Creates an Index Expression.

This direct invocation is only used to convert python ints and floats to index expressions. In all other cases, index expression will be formed by accessing a tensor using index_var s and different operations on that access as seen in the Index Expression Functions section.

Note that in general, actually performing computations using index expressions require users to specify an output tensor with the correct shape. Dimensions indexed by the same index_var must have the same shape. As a result, determining the output shape is easy once the expression has been written. See the examples section.

Parameters
num: int, float

The scalar value to use to make an index expression.

Notes

Construction index expressions in this way can largely be ignored since taco will implicitly convert python scalars to index expressions.

Creating index expressions from 0 order tensors must be done by indexing the 0 order tensor with None. This tells taco that there are no dimensions to access.
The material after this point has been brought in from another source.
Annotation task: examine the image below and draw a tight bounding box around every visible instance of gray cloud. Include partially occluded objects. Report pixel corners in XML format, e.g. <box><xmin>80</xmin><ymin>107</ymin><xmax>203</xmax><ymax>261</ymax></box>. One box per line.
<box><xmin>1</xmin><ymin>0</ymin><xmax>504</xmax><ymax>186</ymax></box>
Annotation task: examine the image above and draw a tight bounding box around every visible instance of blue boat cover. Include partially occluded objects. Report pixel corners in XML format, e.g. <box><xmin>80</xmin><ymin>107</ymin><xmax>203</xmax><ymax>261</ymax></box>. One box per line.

The evaluate() function allows users to represent index notation as a string using parenthesis instead of square brackets and not requiring that scalars be indexed with None. This function can infer the output dimension of the tensor given the input string but does not currently support all of the index expression functions available.

Examples

>>> import pytaco as pt
>>> pt.index_expression(3)
IndexExpr(3)

Implicit conversion

>>> i, j = pt.get_index_vars(2)
>>> t = pt.tensor([3,3])
>>> t[i,j] = 10 # All values set to 10 since 10 implied to be index expr

Scalar access

>>> s = pt.tensor(100)
>>> scalar_expr = s[None] * t[i,j]

An example of determining the output shape using matrix multiply:

>>> a = pt.tensor([4, 2])
>>> b = pt.tensor([2, 10])

We can represent matrix multiply as C[i, j] = A[i, k] * B[k, j]. Since we have the representation of the computation and we know that dimensions indexed by the same index variable must have the same shape, we can construct C by letting its first dimension have size A.shape[0] since both dimensions are indexed by i and letting its second dimension have size B.shape[1] since j indexes both of those dimensions. This, we would contiue the above as follows:

>>> c = pt.tensor([a.shape[0], b.shape[1]])

Then we could write >>> i, j, k = pt.get_index_vars(3) >>> c[i, j] = a[i, k] * b[k, j]

Attributes
datatype

Returns the data type this expression will output after computation.